Fair enough. Before switching to Soylent, I was regularly (meaning "nearly every work day") spending $8-$12 a day just for lunch. What I was spending on lunch for just one day is enough to fund several days of Soylent lunch. Or, during times when I am on a 100% Soylent diet, enough to fund more than an entire day's worth of meals. (I never could drink an entire pouch in one day.) So Soylent is very much saving me money. YMMV.
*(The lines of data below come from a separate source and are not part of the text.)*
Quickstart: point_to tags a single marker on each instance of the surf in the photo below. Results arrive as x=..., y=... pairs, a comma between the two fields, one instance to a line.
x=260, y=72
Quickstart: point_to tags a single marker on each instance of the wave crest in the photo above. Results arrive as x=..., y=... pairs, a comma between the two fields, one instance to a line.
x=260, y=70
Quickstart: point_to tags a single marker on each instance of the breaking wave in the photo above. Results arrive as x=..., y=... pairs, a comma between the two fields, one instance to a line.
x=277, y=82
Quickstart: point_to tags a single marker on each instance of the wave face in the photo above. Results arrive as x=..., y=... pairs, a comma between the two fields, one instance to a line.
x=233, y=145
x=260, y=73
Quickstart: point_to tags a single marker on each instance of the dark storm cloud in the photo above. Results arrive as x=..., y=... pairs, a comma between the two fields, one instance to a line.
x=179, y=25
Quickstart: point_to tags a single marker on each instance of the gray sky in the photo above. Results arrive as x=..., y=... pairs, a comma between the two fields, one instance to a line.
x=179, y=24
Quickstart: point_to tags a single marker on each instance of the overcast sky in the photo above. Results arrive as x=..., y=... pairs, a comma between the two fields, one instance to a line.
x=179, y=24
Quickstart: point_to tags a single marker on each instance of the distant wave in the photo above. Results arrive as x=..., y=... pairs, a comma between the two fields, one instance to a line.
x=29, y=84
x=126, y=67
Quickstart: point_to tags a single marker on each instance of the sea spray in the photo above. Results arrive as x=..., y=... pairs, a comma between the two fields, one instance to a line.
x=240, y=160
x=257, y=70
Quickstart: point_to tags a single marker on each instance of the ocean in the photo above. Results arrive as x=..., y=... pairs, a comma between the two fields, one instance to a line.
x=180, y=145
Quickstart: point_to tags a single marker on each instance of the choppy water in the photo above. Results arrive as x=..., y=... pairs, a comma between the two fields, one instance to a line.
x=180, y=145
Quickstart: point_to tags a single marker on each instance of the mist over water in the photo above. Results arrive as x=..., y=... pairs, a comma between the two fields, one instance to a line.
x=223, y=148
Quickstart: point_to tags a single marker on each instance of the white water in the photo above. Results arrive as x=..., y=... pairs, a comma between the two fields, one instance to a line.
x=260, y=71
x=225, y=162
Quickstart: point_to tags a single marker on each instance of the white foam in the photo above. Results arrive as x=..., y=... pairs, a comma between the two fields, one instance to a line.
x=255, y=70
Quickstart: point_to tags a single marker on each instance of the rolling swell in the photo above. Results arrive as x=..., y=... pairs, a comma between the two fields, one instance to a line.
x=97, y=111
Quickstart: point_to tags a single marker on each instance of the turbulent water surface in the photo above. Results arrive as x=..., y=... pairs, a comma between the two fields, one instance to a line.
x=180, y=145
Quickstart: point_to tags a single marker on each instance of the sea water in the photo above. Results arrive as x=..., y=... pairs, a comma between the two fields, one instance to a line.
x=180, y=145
I would hazard a guess that a majority of people that realize a significant savings in Soylent live in places where things run a bit more expensive. I'm in Berkeley. Sure I can get a lunch for $5 but it won't be a quality lunch. And dinner? I can't think of any place where I can touch dinner for <$10 (unless I'm going to the same places I can get a $5 lunch). Granted, we usually cook dinner at home. And Honestly, I have no idea how much dinners cost at home. There are 5 of us. I buy food. We eat food. I assume it is cheaper than going out. But I can state with near certainty, it is more expensive (per person) than Soylent. It is funny when people talk about how they could never drink the joyless slop when they can cook fabulous meals at home for $3/meal... and then go on to describe meals that probably do only cost $3 but seems just as joyless as Soylent.
Side note: I've lost ~20 lbs over the last 4-5 months that I will attribute 80% of to Soylent. Even if some of that is just psychological, it is still working for me. Again, YMMV.
There are people on /r/Soylent who will offer to ship you a sample for free or cost of shipping only. I felt the same lingering doubt about shelling out $85 for something I might not like, but after reading about all of the different recipes to add/alter flavor, I felt confident I could at least get it to a drinkable state and not throw the money away, and that turned out to be true. It's actually not bad at all plain, and there are numerous additions that make it quite tasty.
The biggest savings for me has been time. No need to drive out weekly for groceries, and fewer cravings to eat out during the week. It takes roughly 15 minutes each night to clean bottles and prep shakes for my wife and I, which will be used the next day.